The AUD/USD rate was quoted 0.21% higher at 0.7926 Tuesday while the Pound-to-Australian-Dollar rate was 0.37% lower at 1.7624.
“This underscores that AUD will not see support from tighter monetary policy anytime soon. We continue to see the RBA on hold in 2018, as lackluster macroeconomic outcomes prevent rate normalization,” the strategist wrote, in a recent currency briefing.
“But still solid Chinese growth in 2018 and little change in the terms of trade profile in the year ahead mean that the currency should find some near term support and further, imply that the pace of decline is likely to be slow, initially.”
O’Connor’s projection for a slow and orderly decline of the Aussie Dollar is supported by the fact that J.P. Morgan’s financial valuation models currently show it as being fairly valued.
However, this is unlikely enough to prevent a decline of the currency when global bond yields overtake those of the Aussie and the economy slows.
UK economic growth continued in 2017 at a stronger pace than almost all economists had forecast, leading to a wave of upgrades at the start of 2018, including from the Bank of England.
“The modest acceleration in UK growth to around 2% doubtless contributed to the reversal of speculative positioning in GBP from heavily short to heavily long as it led to a firming up of UK rate expectations and the promotion of GBP to the vanguard of currencies where central banks are in the early stages of policy normalisation,” says Thomas Anthonj, another strategist at J.P. Morgan.
Most importantly, these upgraded economic forecasts led the BoE to warn markets in February that it will raise interest rates faster than previously guided if the inflation outlook evolves in line with its latest projections for consumer prices.
UK inflation remained stubbornly at the 3% level in January while core inflation, which removes volatile energy and food prices from the equation, actually marched higher.
This is the result of a combination of the past depreciation of the Pound and last year’s rise in oil and gas prices.
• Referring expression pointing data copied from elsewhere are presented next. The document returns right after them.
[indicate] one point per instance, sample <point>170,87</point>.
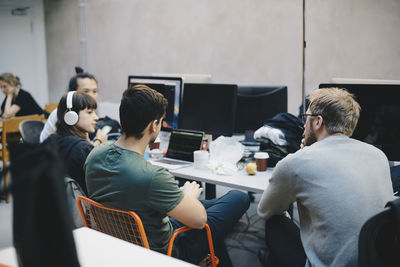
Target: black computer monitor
<point>171,88</point>
<point>379,122</point>
<point>209,108</point>
<point>256,104</point>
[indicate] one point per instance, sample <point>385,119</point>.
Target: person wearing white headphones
<point>83,83</point>
<point>76,118</point>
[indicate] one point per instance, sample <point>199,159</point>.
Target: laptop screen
<point>183,143</point>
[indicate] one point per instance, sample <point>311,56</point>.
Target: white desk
<point>96,249</point>
<point>241,180</point>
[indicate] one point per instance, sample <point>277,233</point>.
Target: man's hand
<point>192,189</point>
<point>302,143</point>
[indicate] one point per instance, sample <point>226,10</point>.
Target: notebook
<point>182,144</point>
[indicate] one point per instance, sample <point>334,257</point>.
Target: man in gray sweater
<point>338,183</point>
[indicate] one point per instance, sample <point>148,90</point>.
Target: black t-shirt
<point>26,102</point>
<point>74,151</point>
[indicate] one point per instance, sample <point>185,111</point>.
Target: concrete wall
<point>23,46</point>
<point>244,42</point>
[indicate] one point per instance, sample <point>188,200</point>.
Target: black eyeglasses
<point>304,116</point>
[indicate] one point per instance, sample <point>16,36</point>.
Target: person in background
<point>83,83</point>
<point>18,102</point>
<point>72,134</point>
<point>118,176</point>
<point>338,183</point>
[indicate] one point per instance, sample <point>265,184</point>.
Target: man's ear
<point>153,126</point>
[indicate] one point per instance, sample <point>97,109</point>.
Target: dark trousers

Brent crude, the European benchmark, has risen by more than 17% during the last 12 months alone.
Now, markets are betting that the Bank of England will raise interest rates one and a half times in 2018 when, just six weeks ago, the jury was out on whether the BoE would manage even a single rate rise.
This, combined with a weaker US Dollar, has led to significant gains for the Pound, resulting in a series of forecast upgrades.
“Our new forecast track expects AUD/USD to hold around the USD0.78-80c level in 1H18, before declining towards USD0.75c by year end,” O’Connor says.
Pound-to-Aussie is, after all, a foreign exchange cross rate that is calculated at its most basic level by dividing the Pound-Dollar rate over the Aussie-to-Dollar rate.
In order for the Sterling to rise against the Aussie, the Pound must move further and faster against the Dollar than its Antipodean counterpart does.
“The 1Y cable [GBPUSD] forecast is now a 1.45, up from 1.34 previously. The balance of risks to the new forecasts are for a weaker GBP,” writes Anthonj, in a recent note.
The net effect of these two sets of forecasts is an implicit expectation that the Pound will rise substantially against the Australian Dollar over the course of 2018, ending the year at 1.9333.
This is vastly higher the 1.7654 level seen by the Pound-to-Australian-Dollar rate Tuesday, implying a rise of some 9.6% is likely before the end of December.